In some ways, I’ve inherited some of his personality and because of that, we would often butt heads when I was younger. But over time, as my teenage angst subsided and my father softened in his old age, we’ve become friends who trust in each others’ opinions and confide in one another when we need someone to talk to.

So for the next 3 weeks, I’m going to do a Father’s Day series where I share recipes that would work well for Father’s Day. They’re recipes that my father enjoys or twists on old classics. And in all honesty, I don’t have much of an option because on Mother’s Day, all my father kept doing was ask when Father’s Day was, so I kind of have to do this.

First up, brunch.

Breakfast Skillet (serves 4)
The meat is entirely optional, which means this can easily be made as a vegetarian dish. I used spicy Italian sausage which gave the skillet some bite. If you decide to forgo the meat, I recommend adding a dash of cayenne pepper for the extra spice. Some skillet recipes call for cheese but I find that this is already pretty heavy as it is because of the sausage. But for the vegetarian version, cheese would be a nice addition. Also, this would be a good hangover meal as my husband helpfully suggests.

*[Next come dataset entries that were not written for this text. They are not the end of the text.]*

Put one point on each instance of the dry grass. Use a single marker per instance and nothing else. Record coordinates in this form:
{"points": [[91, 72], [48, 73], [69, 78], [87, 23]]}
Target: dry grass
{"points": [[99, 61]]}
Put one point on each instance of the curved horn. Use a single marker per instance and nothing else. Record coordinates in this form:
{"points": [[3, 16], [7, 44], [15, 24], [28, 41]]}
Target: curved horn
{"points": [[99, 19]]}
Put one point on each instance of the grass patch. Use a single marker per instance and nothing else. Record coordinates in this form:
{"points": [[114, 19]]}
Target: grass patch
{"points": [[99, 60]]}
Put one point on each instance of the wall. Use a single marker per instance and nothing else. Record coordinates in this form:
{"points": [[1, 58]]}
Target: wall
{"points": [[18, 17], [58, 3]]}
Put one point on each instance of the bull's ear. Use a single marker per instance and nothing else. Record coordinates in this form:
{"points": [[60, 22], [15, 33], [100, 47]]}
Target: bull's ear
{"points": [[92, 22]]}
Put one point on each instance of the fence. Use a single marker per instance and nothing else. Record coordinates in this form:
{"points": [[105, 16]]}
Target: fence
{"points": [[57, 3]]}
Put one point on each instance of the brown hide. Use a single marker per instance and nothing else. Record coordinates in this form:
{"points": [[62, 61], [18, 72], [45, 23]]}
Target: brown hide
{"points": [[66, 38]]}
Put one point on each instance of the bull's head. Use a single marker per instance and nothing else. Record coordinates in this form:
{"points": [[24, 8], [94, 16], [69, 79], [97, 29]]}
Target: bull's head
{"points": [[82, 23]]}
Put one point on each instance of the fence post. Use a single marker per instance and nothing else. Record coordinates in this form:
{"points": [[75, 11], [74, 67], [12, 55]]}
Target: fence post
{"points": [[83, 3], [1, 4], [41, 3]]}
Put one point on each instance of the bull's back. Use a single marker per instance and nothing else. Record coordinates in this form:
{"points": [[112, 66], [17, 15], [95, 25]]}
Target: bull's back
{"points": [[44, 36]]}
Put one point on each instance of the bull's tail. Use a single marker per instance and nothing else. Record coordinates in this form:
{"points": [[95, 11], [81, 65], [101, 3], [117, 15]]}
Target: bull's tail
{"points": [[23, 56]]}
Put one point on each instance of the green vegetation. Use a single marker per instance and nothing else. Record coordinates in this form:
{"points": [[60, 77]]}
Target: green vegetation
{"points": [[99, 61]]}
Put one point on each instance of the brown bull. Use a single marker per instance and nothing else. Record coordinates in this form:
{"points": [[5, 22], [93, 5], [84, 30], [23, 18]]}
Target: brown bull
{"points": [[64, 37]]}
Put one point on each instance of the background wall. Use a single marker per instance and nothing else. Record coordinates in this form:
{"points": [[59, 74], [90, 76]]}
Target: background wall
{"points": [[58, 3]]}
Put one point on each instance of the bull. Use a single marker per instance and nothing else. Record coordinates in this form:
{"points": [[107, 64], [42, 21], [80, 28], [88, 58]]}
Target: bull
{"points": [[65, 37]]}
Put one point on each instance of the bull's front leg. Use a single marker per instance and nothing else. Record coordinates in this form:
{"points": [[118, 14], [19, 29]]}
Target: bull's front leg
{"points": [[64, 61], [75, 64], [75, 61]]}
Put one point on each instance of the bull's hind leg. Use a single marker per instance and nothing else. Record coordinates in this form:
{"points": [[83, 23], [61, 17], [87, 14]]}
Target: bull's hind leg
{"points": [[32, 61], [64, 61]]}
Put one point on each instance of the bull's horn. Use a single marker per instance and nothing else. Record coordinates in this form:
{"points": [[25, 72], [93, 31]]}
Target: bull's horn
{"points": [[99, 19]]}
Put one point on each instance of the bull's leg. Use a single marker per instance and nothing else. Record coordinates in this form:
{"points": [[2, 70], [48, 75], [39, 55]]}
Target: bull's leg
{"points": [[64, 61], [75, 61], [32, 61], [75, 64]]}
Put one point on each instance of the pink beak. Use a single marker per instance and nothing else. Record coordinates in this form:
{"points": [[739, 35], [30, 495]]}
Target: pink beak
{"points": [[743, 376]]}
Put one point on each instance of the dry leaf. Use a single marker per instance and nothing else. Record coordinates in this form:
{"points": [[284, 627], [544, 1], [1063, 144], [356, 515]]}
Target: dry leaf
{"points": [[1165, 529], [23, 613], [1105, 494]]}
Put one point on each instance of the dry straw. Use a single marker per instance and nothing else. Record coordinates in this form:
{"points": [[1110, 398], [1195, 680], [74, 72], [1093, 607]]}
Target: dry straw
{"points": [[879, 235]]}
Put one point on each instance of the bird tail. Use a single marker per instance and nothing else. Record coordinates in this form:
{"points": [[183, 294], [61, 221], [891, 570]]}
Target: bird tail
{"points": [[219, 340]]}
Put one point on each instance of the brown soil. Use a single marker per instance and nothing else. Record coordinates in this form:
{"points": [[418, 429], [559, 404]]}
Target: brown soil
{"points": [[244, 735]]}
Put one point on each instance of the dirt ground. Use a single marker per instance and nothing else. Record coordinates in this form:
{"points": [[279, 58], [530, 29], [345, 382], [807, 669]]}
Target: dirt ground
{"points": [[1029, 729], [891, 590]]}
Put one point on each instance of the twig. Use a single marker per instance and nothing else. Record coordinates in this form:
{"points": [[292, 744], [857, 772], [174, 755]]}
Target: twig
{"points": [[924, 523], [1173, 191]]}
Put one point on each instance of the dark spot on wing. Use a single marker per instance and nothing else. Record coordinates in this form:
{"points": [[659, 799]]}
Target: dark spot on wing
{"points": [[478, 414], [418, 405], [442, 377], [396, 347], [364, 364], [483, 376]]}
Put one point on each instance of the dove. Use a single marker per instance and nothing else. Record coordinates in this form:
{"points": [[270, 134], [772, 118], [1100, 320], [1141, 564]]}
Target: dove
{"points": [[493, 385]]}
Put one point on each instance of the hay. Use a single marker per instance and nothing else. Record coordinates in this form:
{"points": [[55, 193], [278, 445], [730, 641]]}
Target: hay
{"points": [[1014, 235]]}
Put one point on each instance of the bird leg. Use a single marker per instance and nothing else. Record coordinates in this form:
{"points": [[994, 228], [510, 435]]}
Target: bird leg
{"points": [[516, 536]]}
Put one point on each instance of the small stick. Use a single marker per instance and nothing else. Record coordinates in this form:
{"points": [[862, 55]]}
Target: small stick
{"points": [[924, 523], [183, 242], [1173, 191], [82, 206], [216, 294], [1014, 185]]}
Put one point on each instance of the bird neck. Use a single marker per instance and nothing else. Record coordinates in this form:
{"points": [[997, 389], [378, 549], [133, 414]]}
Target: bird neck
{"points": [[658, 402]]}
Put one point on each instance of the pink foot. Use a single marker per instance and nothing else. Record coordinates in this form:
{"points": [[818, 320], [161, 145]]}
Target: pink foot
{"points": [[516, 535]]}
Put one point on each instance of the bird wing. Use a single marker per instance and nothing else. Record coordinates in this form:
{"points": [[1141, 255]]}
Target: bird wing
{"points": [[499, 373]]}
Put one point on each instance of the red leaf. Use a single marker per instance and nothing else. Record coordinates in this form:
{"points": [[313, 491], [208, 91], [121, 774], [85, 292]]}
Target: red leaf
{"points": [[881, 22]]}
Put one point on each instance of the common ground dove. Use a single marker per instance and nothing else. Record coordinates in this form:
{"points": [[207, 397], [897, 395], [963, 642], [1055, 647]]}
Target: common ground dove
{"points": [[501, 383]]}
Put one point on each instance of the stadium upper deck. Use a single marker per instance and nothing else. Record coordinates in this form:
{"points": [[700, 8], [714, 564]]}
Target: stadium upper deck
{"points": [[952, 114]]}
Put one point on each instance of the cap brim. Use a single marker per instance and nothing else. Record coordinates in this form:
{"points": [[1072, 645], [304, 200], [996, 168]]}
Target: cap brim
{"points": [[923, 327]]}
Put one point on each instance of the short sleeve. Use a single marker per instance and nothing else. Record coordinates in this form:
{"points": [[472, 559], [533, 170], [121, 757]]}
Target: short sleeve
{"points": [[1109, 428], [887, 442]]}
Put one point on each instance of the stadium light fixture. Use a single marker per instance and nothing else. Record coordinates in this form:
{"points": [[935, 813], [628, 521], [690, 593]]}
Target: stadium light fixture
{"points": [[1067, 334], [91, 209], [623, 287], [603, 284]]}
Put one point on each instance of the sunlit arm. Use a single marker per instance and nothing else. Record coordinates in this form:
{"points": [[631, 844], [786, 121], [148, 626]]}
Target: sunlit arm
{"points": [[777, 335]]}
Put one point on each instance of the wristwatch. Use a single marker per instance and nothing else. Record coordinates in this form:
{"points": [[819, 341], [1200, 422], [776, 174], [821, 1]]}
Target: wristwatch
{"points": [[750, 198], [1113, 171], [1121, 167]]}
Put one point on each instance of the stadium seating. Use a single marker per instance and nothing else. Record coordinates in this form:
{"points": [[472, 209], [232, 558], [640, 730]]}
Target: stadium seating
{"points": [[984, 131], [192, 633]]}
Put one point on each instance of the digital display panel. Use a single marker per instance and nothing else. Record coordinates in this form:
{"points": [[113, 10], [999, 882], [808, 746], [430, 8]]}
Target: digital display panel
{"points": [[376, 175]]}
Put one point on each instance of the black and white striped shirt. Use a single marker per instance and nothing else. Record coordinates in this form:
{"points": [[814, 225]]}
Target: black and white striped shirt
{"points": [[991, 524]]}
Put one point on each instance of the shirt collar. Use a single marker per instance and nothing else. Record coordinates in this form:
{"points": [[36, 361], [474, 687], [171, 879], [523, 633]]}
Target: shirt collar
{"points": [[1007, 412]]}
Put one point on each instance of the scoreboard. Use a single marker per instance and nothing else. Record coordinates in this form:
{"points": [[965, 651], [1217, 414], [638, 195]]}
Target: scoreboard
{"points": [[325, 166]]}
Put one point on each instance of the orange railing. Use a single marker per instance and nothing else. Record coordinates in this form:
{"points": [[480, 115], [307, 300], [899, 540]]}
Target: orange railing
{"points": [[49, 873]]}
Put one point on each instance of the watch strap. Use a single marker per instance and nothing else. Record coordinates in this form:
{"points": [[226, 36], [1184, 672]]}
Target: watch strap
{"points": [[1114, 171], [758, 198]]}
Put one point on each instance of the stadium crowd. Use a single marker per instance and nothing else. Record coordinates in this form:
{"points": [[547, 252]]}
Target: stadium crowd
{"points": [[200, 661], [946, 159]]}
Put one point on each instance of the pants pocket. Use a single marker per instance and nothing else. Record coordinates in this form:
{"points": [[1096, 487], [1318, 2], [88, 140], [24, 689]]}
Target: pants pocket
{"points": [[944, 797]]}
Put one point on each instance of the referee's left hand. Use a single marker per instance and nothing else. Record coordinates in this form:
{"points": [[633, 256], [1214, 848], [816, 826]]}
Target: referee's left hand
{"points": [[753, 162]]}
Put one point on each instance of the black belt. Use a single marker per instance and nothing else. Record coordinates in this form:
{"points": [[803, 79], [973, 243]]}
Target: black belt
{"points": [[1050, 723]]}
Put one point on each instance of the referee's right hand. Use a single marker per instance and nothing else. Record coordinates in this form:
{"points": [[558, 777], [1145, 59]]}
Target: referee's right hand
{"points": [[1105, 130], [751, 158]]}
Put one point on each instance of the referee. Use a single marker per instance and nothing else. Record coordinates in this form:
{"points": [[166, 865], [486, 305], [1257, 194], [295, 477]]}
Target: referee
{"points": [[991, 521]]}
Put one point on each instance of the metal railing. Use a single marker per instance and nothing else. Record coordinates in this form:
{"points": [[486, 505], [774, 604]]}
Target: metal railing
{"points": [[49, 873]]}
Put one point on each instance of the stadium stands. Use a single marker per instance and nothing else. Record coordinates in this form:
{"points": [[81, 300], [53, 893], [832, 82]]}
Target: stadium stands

2 spicy Italian or chorizo sausages, removed from casings
1 tbsp. olive oil
1 onion, finely chopped
2 Yukon Gold potatoes, parboiled and cubed
1 red bell pepper, chopped
1 yellow (or green) bell pepper, chopped
1 large handful of spinach
4 eggs
Salt & pepper, to taste

Heat a large skillet over medium-high heat. Remove the sausage meat from its casing and add to the skillet. Use a wooden spoon to crumble the meat into smaller pieces. Cook until brown for about 5 minutes. Transfer to a paper towel-lined plate but keep about 1 tbsp. of the drippings in the skillet.

In the same skillet, heat the olive oil and the drippings over medium-high heat. Add onions and potatoes and cook until the onions soften and the potatoes begin to brown; about 4-5 minutes. Season lightly with salt and pepper. Then add the bell peppers and sausage meat and cook, stirring occasionally, until they soften; about 4-5 minutes. Add the spinach and cover to let it wilt for about 1 minute and then stir. Next, make 4 small pockets in the mixture and then crack an egg in each and season with salt and pepper. Lower the temperature to medium-low and cover until the eggs are set and cooked to your preference. This usually takes another 4-5 minutes. Serve either in the skillet or on individual plates.